Martin Widmer, “L’Ambiguïté où la Morte Inoubliée”, Centre de la photographie, Genève, 2016


L’Ambiguïté où la Morte Inoubliée

Par bateau, la traversée durait à peine dix minutes. Mais ce matin, il me sembla que le trajet dura beaucoup plus longtemps. J’avais pour habitude de me tenir à l’avant et, de là, de fixer la proue qui fendait inlassablement les flots comme des ciseaux traversant une feuille de papier géante.

La galerie se trouvait à quelques rues du Port-Noir dans un quartier résidentiel. Une limousine était parquée devant la vaste vitrine sur laquelle on avait écrit, à l’aide de grandes lettres blanches, le titre de l’exposition : « L’Ambiguïté où la Morte Inoubliée ». Une porte de métal s’ouvrait sur un couloir qui menait à une réception. Personne n’occupait les deux chaises cachées derrière le comptoir jonché de piles de cartons d’invitations et de classeurs de documentation. J’entendis néanmoins un « bonjour », qui devait m’être destiné, émanant d’une autre pièce, peut-être d’un back-office. Tout en franchissant le seuil qui séparait la réception des salles d’expositions, je pliais et enfouis machinalement, dans la poche de mon veston, le texte de présentation de cet événement au titre plutôt mystérieux.

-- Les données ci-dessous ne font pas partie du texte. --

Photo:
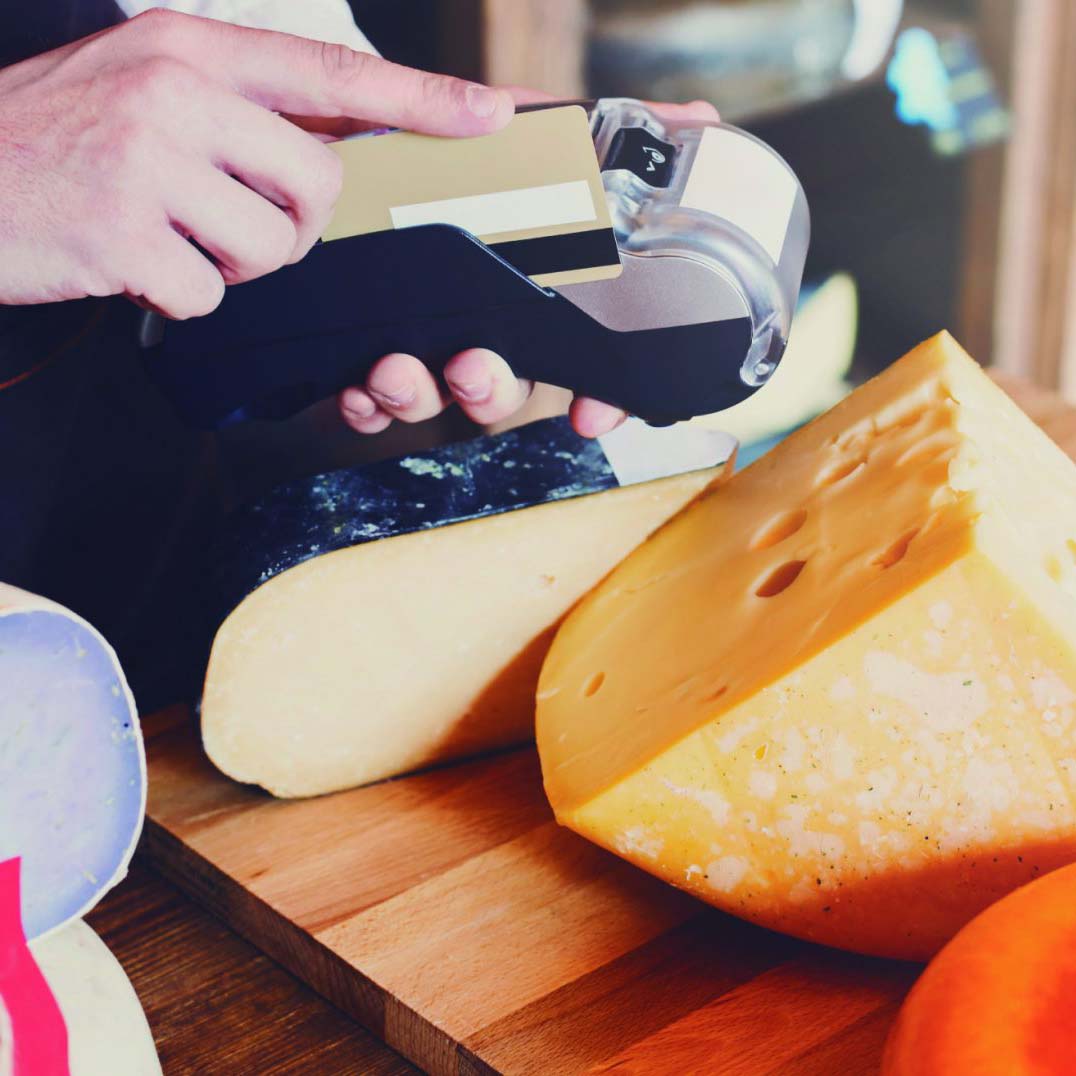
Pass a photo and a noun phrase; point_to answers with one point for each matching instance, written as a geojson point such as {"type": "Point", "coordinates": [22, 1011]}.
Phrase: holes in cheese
{"type": "Point", "coordinates": [780, 579]}
{"type": "Point", "coordinates": [783, 525]}
{"type": "Point", "coordinates": [365, 636]}
{"type": "Point", "coordinates": [915, 685]}
{"type": "Point", "coordinates": [838, 471]}
{"type": "Point", "coordinates": [896, 552]}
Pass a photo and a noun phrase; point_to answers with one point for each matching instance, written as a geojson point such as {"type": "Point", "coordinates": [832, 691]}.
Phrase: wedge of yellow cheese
{"type": "Point", "coordinates": [837, 696]}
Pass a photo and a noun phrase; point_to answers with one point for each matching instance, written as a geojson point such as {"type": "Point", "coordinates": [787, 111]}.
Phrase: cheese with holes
{"type": "Point", "coordinates": [393, 616]}
{"type": "Point", "coordinates": [837, 696]}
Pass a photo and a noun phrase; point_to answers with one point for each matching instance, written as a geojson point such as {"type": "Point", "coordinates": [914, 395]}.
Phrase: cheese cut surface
{"type": "Point", "coordinates": [376, 659]}
{"type": "Point", "coordinates": [107, 1030]}
{"type": "Point", "coordinates": [72, 767]}
{"type": "Point", "coordinates": [837, 696]}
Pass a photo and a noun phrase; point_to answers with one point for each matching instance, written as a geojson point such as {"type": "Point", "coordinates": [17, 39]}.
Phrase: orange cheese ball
{"type": "Point", "coordinates": [1000, 999]}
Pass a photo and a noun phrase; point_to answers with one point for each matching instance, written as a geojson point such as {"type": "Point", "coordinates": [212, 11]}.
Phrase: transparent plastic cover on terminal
{"type": "Point", "coordinates": [711, 194]}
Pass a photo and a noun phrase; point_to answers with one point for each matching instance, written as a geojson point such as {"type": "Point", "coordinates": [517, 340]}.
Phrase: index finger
{"type": "Point", "coordinates": [296, 75]}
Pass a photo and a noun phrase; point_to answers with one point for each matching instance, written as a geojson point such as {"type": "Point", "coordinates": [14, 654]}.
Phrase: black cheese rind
{"type": "Point", "coordinates": [532, 465]}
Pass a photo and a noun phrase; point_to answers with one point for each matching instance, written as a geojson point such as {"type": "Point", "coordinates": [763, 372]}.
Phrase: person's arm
{"type": "Point", "coordinates": [320, 19]}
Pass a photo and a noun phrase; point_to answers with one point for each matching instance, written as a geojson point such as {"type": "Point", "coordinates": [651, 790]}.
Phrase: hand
{"type": "Point", "coordinates": [481, 382]}
{"type": "Point", "coordinates": [117, 149]}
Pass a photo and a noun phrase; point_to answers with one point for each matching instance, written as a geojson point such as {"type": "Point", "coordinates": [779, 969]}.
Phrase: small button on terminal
{"type": "Point", "coordinates": [648, 157]}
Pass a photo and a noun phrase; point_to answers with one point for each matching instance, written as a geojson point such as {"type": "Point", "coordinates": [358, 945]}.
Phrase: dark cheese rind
{"type": "Point", "coordinates": [532, 465]}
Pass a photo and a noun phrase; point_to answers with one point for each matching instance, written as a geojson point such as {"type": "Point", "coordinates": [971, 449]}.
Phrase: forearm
{"type": "Point", "coordinates": [320, 19]}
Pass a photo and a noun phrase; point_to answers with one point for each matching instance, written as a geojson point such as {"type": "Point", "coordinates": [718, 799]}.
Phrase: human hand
{"type": "Point", "coordinates": [117, 149]}
{"type": "Point", "coordinates": [481, 382]}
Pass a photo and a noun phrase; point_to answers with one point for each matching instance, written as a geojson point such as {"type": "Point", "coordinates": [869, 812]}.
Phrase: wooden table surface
{"type": "Point", "coordinates": [215, 1005]}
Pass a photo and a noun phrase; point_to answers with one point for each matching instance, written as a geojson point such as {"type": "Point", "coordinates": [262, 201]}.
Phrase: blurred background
{"type": "Point", "coordinates": [936, 142]}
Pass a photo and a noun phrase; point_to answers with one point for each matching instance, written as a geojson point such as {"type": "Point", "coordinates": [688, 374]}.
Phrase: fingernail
{"type": "Point", "coordinates": [472, 392]}
{"type": "Point", "coordinates": [362, 407]}
{"type": "Point", "coordinates": [400, 397]}
{"type": "Point", "coordinates": [482, 100]}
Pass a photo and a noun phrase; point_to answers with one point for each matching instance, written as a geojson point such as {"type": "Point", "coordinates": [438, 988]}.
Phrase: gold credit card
{"type": "Point", "coordinates": [532, 192]}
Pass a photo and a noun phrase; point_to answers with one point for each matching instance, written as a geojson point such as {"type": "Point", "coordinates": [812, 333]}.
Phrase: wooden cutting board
{"type": "Point", "coordinates": [450, 915]}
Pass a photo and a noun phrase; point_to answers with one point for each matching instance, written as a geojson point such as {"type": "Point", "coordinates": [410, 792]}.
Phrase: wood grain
{"type": "Point", "coordinates": [453, 918]}
{"type": "Point", "coordinates": [215, 1004]}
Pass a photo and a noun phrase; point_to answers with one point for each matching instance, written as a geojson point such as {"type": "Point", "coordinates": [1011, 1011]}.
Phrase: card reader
{"type": "Point", "coordinates": [711, 228]}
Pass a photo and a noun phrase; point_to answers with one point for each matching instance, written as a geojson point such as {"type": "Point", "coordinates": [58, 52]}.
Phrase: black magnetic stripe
{"type": "Point", "coordinates": [548, 254]}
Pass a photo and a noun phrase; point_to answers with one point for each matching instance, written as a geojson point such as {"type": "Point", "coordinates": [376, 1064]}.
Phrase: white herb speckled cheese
{"type": "Point", "coordinates": [837, 696]}
{"type": "Point", "coordinates": [108, 1034]}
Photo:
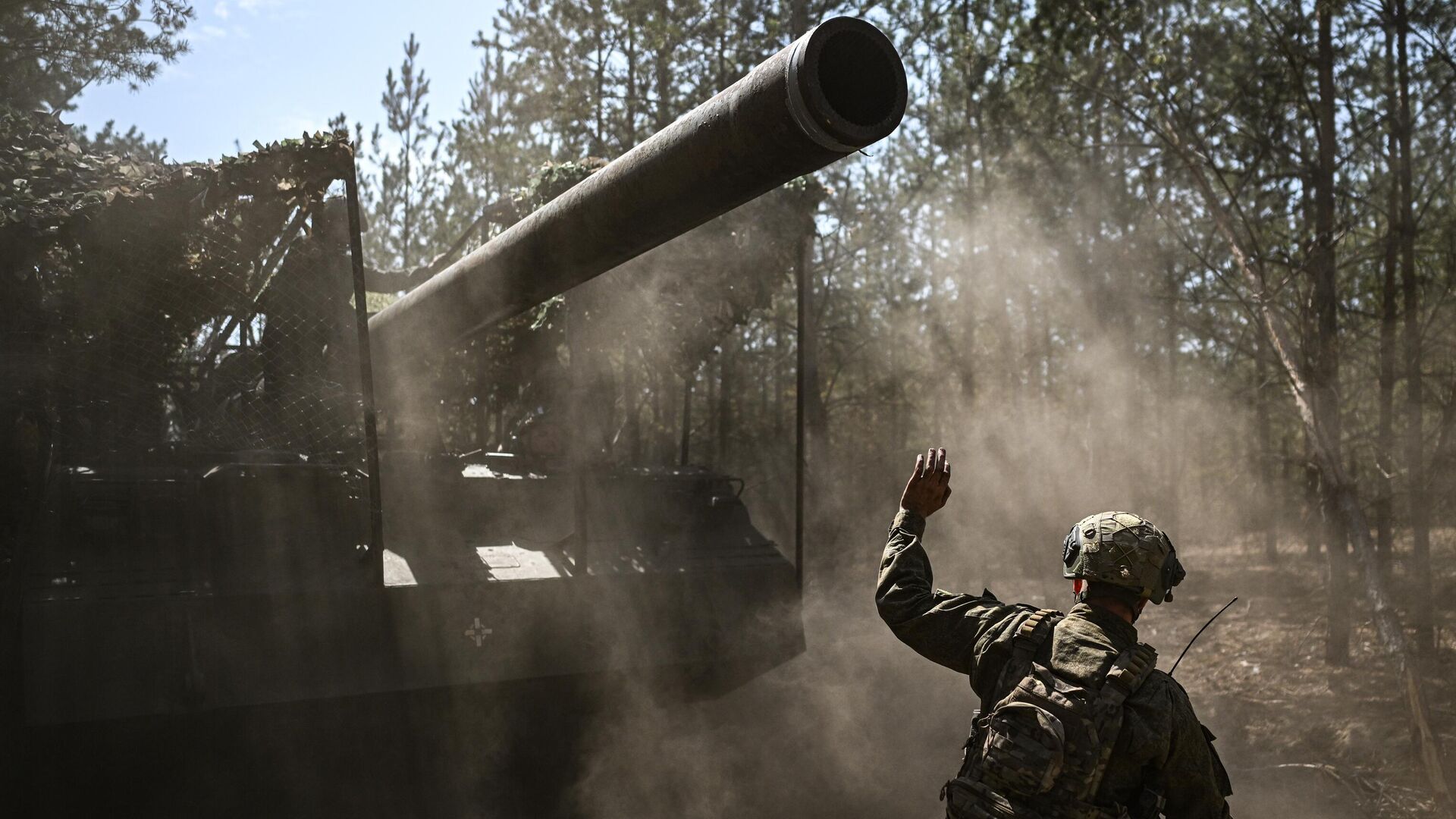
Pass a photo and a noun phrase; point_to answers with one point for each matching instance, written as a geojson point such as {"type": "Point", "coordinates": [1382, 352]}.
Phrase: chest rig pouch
{"type": "Point", "coordinates": [1040, 752]}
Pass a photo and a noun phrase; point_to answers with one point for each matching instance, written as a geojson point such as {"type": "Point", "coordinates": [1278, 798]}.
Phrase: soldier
{"type": "Point", "coordinates": [1075, 722]}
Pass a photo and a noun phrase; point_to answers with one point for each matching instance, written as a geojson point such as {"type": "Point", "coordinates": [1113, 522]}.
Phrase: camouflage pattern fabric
{"type": "Point", "coordinates": [1159, 744]}
{"type": "Point", "coordinates": [1123, 550]}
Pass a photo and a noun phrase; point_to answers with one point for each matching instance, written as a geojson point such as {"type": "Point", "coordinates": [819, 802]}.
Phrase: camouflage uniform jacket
{"type": "Point", "coordinates": [1161, 742]}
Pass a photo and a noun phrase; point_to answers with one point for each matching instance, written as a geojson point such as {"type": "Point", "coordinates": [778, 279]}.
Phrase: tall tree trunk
{"type": "Point", "coordinates": [1388, 629]}
{"type": "Point", "coordinates": [1385, 426]}
{"type": "Point", "coordinates": [1326, 371]}
{"type": "Point", "coordinates": [1264, 457]}
{"type": "Point", "coordinates": [688, 417]}
{"type": "Point", "coordinates": [1421, 613]}
{"type": "Point", "coordinates": [726, 387]}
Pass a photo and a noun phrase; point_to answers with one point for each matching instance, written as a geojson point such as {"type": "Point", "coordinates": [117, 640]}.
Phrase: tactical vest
{"type": "Point", "coordinates": [1041, 751]}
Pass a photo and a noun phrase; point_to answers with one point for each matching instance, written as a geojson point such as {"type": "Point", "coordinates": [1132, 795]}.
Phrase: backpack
{"type": "Point", "coordinates": [1041, 751]}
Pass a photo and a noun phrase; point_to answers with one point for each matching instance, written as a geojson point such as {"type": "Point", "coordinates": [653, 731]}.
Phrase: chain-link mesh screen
{"type": "Point", "coordinates": [223, 322]}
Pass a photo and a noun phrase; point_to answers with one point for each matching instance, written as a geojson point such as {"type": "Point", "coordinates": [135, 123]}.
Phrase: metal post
{"type": "Point", "coordinates": [801, 381]}
{"type": "Point", "coordinates": [376, 509]}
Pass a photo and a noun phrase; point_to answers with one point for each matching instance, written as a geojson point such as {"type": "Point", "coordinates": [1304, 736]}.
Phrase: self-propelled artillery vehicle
{"type": "Point", "coordinates": [202, 570]}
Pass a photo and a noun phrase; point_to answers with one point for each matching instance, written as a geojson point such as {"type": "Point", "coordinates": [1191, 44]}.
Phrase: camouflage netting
{"type": "Point", "coordinates": [194, 306]}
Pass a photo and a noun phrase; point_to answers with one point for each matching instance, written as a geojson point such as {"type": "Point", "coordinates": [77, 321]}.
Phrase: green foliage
{"type": "Point", "coordinates": [52, 50]}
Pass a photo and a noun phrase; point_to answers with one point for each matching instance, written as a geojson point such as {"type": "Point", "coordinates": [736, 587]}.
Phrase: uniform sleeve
{"type": "Point", "coordinates": [951, 630]}
{"type": "Point", "coordinates": [1194, 783]}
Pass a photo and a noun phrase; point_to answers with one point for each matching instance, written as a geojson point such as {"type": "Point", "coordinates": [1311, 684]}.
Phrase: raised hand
{"type": "Point", "coordinates": [929, 484]}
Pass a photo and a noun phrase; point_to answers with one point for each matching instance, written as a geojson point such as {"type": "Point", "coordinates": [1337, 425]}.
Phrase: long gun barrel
{"type": "Point", "coordinates": [835, 91]}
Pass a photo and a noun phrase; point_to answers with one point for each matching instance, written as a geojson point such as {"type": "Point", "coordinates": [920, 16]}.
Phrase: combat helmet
{"type": "Point", "coordinates": [1122, 550]}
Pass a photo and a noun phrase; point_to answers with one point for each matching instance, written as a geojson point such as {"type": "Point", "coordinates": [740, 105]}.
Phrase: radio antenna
{"type": "Point", "coordinates": [1200, 632]}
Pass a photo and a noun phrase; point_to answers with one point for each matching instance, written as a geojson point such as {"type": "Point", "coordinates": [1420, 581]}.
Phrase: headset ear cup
{"type": "Point", "coordinates": [1069, 548]}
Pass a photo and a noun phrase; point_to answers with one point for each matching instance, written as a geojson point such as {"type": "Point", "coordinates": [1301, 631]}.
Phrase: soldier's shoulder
{"type": "Point", "coordinates": [1166, 692]}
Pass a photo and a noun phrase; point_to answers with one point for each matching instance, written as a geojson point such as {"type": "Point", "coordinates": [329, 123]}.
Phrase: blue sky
{"type": "Point", "coordinates": [271, 69]}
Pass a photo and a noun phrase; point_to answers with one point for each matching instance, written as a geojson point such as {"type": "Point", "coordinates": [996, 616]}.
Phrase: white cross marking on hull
{"type": "Point", "coordinates": [478, 632]}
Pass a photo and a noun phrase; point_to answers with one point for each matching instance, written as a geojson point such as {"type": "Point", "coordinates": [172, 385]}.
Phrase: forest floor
{"type": "Point", "coordinates": [1302, 735]}
{"type": "Point", "coordinates": [855, 727]}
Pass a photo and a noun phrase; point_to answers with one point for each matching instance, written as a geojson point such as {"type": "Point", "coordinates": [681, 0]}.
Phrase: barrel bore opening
{"type": "Point", "coordinates": [858, 79]}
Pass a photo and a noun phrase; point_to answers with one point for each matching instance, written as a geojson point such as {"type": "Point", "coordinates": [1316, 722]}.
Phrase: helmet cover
{"type": "Point", "coordinates": [1123, 550]}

Les espaces baignaient dans une semi-obscurité. Les stores des fenêtres avaient été baissés puis inclinés. La pénombre se voyait donc, de-ci de-là, lacérée par des séries de longs traits lumineux. Les lieux étaient complètement vides à l’exception d’une petite photographie accrochée sur l’un des murs de la galerie. J’entendis mes pas résonner dans la pièce quand je m’en approchai.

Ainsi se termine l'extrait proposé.